Is it a usual thing you do that when you're given data about a literal thousandfold improvement, in a context where there are well-understood theoretical and practical reasons why you might have expected to see such an improvement, you make up reasons why it is actually not an improvement at all, without either investigating to see whether those reasons are actually true or demonstrating that even if they were true, they could possibly explain more than a tiny fraction of the improvement?
I usually am skeptical about a literal thousandfold improvement, yes. And I'm not saying it's impossible, but rather that the data and the way it's presented has inherent biases. Its on the people making grandiose claims to prove them.
The fact that the safe subset of Rust can indeed be made safe, and that unsafe code can be encapsulated like this, have already been formally verified. This is an empirical demonstration that matches these formal results across a large company with a large amount of code (technically, it exceeds them, but this is only under the assumption that memory safety issues per line of unsafe Rust are identical to memory safety issues per line of C, which is really an unwarranted simplifying assumption).

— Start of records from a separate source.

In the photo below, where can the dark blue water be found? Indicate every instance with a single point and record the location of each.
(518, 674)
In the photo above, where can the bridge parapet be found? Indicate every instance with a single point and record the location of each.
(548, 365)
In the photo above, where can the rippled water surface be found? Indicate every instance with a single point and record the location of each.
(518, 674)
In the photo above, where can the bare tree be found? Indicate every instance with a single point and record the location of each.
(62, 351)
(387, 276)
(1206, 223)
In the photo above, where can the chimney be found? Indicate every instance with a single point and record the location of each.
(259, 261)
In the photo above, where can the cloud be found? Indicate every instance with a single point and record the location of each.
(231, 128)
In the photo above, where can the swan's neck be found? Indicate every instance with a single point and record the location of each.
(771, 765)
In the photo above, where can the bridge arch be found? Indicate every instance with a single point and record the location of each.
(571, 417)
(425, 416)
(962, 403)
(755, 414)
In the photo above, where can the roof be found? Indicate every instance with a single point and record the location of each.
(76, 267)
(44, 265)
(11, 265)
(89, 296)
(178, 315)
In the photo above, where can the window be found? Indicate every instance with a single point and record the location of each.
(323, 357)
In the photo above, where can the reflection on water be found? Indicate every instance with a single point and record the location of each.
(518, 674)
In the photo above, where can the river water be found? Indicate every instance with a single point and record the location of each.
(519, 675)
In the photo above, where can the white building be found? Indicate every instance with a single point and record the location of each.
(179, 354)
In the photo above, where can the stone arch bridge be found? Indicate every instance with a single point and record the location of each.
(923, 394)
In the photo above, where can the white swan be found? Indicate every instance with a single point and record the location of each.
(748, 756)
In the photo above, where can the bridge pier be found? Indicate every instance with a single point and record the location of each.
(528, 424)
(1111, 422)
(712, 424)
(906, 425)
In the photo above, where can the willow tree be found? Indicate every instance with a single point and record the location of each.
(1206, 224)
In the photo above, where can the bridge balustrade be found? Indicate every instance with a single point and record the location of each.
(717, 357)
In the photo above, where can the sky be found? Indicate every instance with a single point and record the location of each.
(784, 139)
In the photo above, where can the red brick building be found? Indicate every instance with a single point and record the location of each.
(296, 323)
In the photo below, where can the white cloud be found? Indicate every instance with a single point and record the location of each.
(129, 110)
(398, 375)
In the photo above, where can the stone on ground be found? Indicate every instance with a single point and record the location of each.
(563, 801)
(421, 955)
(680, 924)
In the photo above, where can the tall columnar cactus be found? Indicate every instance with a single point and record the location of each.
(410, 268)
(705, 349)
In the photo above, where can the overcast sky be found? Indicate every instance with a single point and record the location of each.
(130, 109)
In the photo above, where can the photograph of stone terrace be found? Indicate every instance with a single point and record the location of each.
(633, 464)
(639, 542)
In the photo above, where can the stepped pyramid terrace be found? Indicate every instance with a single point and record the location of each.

Do you really believe that "they're not actively looking for memory safety issues in Rust" is (1) true (at least outside of Google, there is actually a ton of security work done specifically targeting just the unsafe blocks, since those are obviously where the memory safety issues lie) or (2) could possibly be responsible for a literal thousandfold reduction in memory safety issues? Remember that the Rust code is often integrated with C++ code--there is not necessarily a way to just test the C++ part even if you wanted to. Additionally, Google has explicitly prioritized code that interacts with untrusted data (like parsers and networking code) meaning it's likely to be easier to fuzz most of this Rust code than most new C++ code.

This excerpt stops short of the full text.